From a global perspective, China's supply surge outweighs European production cuts and its fast-rising semis exports are flowing into a weakening demand landscape.
Nor do LME time-spreads currently suggest any shortage of accessible metal. Even though exchange inventory is hovering at multi-year lows, the cash premium over three-month metal is subdued at $10 per tonne. It reached $75 per tonne in February, when headline stocks were significantly higher.
The key question is not whether there is unseen inventory hanging over the market but where exactly it is being stored.

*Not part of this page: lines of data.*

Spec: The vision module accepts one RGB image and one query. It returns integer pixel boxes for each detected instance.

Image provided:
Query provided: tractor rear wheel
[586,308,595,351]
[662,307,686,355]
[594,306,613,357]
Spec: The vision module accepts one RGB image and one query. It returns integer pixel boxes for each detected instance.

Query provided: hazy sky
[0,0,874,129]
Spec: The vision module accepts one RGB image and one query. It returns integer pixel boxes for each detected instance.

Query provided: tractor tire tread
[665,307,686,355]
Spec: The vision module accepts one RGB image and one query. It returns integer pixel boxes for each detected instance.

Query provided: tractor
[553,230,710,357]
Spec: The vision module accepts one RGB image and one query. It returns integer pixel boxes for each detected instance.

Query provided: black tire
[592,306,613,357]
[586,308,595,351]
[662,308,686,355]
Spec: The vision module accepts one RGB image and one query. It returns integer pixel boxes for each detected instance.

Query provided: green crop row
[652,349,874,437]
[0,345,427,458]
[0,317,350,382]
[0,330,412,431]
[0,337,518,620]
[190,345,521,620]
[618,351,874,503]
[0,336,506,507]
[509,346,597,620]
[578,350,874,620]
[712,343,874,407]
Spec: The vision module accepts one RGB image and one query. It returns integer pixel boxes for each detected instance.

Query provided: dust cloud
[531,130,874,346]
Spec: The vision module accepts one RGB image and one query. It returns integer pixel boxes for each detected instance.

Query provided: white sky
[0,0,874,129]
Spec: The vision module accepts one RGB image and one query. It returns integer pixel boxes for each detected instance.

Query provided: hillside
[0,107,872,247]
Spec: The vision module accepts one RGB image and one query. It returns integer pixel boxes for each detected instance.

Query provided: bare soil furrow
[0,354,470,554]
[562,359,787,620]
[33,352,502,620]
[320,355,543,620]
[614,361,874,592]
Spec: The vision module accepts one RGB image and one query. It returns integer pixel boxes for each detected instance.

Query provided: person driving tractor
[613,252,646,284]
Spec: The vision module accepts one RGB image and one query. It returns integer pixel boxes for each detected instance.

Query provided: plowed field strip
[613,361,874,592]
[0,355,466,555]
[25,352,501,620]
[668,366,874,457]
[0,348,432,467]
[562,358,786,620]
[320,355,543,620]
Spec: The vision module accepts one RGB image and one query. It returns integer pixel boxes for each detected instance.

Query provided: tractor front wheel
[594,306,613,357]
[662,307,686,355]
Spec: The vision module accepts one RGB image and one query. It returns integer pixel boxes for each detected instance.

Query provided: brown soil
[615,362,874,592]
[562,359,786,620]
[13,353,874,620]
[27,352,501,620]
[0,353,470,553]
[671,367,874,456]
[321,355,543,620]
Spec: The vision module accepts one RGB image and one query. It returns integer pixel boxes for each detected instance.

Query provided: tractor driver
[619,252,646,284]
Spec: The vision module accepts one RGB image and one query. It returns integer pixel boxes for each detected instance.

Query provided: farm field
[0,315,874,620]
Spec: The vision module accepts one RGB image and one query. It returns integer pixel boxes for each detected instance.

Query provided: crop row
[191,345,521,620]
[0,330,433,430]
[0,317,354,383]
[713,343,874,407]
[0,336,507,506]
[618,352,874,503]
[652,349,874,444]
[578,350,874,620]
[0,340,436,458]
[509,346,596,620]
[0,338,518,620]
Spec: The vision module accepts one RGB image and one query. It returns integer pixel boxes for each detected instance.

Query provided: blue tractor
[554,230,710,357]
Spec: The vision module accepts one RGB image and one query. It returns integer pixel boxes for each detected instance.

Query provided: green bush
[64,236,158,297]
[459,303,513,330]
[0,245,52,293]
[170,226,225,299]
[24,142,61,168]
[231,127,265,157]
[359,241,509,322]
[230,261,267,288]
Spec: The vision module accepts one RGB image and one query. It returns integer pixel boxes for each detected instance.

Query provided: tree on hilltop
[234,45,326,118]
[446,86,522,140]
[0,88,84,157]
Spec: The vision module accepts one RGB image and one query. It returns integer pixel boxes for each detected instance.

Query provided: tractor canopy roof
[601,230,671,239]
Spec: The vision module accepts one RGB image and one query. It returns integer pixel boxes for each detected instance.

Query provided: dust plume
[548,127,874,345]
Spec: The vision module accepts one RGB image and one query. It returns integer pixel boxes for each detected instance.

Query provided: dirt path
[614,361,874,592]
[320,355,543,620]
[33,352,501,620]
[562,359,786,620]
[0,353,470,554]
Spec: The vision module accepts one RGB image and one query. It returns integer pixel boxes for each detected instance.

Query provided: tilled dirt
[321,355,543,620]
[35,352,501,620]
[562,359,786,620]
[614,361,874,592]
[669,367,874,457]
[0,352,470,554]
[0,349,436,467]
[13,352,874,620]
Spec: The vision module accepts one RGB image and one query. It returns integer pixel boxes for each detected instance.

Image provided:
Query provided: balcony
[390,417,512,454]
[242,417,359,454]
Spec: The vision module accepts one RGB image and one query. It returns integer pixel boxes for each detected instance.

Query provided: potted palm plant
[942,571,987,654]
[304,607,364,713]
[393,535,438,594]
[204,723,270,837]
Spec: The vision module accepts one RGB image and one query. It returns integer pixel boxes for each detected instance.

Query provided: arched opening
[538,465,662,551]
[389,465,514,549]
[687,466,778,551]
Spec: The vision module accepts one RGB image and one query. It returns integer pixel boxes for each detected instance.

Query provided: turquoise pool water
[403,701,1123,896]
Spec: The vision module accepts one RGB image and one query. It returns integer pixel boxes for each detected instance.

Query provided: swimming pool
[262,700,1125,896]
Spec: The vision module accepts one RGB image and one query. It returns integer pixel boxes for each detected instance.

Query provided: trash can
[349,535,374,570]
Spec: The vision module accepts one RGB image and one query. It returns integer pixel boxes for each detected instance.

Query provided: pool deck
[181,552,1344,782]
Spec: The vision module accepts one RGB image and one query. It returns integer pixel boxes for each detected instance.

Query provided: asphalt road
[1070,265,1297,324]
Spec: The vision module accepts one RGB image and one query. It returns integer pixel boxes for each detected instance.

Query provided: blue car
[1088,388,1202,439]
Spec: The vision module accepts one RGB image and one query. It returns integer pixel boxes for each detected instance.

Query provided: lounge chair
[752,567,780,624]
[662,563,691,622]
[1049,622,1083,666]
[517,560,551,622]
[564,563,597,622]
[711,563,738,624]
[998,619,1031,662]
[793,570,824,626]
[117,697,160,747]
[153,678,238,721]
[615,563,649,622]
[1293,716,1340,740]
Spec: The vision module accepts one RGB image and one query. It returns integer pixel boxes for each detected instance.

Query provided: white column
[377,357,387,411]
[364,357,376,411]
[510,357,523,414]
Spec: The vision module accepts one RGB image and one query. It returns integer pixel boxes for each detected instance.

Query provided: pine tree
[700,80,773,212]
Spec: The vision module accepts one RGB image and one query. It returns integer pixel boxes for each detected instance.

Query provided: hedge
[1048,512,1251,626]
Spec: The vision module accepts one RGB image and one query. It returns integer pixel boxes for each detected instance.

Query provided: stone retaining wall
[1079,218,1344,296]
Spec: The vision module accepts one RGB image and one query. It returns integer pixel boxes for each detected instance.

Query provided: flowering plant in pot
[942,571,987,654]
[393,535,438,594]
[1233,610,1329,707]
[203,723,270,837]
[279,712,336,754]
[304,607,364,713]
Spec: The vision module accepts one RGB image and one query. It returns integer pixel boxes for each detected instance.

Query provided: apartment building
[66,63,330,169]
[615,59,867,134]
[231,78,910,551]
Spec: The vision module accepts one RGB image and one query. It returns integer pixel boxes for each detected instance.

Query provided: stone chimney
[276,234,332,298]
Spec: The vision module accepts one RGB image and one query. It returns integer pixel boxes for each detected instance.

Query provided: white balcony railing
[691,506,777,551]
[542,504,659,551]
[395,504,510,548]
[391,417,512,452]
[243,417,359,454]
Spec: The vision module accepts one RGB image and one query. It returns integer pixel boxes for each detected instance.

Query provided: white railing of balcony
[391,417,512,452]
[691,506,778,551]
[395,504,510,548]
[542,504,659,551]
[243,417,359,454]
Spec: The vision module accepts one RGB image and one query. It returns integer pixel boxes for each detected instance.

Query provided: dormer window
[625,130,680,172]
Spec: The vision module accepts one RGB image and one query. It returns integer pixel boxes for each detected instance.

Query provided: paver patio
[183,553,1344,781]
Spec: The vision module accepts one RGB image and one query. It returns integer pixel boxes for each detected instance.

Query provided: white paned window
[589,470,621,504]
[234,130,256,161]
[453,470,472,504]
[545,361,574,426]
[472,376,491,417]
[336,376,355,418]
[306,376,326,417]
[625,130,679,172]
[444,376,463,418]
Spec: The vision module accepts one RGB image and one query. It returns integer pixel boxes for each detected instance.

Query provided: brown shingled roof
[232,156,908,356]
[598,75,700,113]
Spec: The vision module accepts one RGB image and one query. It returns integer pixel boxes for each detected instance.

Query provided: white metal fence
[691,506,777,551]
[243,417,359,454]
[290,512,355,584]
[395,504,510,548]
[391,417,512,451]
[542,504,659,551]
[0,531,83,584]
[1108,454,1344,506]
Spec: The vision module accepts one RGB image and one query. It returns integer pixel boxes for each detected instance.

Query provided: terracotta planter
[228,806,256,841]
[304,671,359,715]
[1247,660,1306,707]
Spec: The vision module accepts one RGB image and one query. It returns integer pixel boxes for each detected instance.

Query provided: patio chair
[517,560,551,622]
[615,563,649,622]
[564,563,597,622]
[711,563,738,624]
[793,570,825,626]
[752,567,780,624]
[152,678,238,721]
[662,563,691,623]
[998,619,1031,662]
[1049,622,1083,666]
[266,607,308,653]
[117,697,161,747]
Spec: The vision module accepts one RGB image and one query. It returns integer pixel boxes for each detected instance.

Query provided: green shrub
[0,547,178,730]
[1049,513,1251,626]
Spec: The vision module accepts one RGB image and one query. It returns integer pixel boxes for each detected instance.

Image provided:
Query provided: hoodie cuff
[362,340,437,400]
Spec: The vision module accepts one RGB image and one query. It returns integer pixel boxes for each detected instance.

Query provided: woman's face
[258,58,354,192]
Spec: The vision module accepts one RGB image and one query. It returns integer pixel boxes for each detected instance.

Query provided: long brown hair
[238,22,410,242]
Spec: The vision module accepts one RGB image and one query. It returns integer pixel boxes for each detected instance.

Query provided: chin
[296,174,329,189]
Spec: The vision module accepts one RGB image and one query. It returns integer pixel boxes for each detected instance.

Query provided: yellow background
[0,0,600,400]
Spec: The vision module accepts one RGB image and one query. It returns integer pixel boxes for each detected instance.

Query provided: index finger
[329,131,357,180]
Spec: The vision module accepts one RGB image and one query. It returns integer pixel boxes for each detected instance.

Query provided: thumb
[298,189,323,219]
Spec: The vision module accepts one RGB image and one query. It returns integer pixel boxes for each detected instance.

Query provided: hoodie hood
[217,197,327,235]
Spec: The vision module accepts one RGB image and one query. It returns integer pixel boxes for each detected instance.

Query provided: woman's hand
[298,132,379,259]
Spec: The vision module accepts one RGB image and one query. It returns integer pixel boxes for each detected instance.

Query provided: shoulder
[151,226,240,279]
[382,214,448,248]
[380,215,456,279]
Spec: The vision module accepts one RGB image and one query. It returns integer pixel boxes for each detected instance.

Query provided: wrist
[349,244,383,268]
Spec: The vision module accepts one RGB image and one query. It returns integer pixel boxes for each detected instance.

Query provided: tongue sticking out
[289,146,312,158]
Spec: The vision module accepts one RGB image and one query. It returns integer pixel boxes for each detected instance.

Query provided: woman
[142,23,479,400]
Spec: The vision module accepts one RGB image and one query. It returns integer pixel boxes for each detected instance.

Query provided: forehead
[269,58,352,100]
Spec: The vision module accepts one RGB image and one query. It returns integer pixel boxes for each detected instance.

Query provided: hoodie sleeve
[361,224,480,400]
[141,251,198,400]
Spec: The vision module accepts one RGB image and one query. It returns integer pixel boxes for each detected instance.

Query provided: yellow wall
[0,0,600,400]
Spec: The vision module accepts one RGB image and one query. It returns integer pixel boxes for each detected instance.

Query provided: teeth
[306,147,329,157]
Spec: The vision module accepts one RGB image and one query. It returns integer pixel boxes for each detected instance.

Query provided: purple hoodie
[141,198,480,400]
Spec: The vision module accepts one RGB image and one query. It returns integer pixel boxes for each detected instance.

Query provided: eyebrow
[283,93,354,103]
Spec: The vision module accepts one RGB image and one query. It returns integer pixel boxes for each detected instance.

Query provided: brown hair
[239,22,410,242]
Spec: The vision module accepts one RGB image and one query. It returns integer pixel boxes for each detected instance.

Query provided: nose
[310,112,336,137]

Both European and U.S. physical premiums have softened over the summer months but remain super high by historical standards.
The CME's U.S. Midwest premium, for example, has fallen from $880 per tonne over LME cash in February to a current $581 but that's still higher than the 2015 peak resulting from the controversial load-out queues in the LME's storage network. So too is the current premium for duty-paid metal in Europe at just over $500 per tonne.
Both the United States and Europe are natural deficit markets but the gap between local supply and demand is widening this year, meaning higher premiums are needed to attract more units.
Physical premiums in Asia, by contrast, are low and still falling, the CME's Japanese premium currently trading at a near one-year low of $90 per tonne over LME.
The global premium structure tells you where the surplus is right now, both in terms of accessible primary metal and China's high semis exports.
It also highlights the current splintering of the all-in aluminium price between global LME reference point and increasingly divergent regional premiums.
It was this sort of disconnect that caused the LME so much grief during the height of its warehouse load-out problems in the first half of the last decade
Consumers are better able to cope this time around thanks to tradeable premium contracts on both the CME and LME.
Trading activity has been accelerating sharply on both the CME's U.S. Midwest and European duty-paid contracts, the latter notching up a record 10,107 contracts in July.
More volumes will surely come as regional energy and aluminium production dynamics diverge from the global LME basis price.
The opinions expressed here are those of the author, a columnist for Reuters.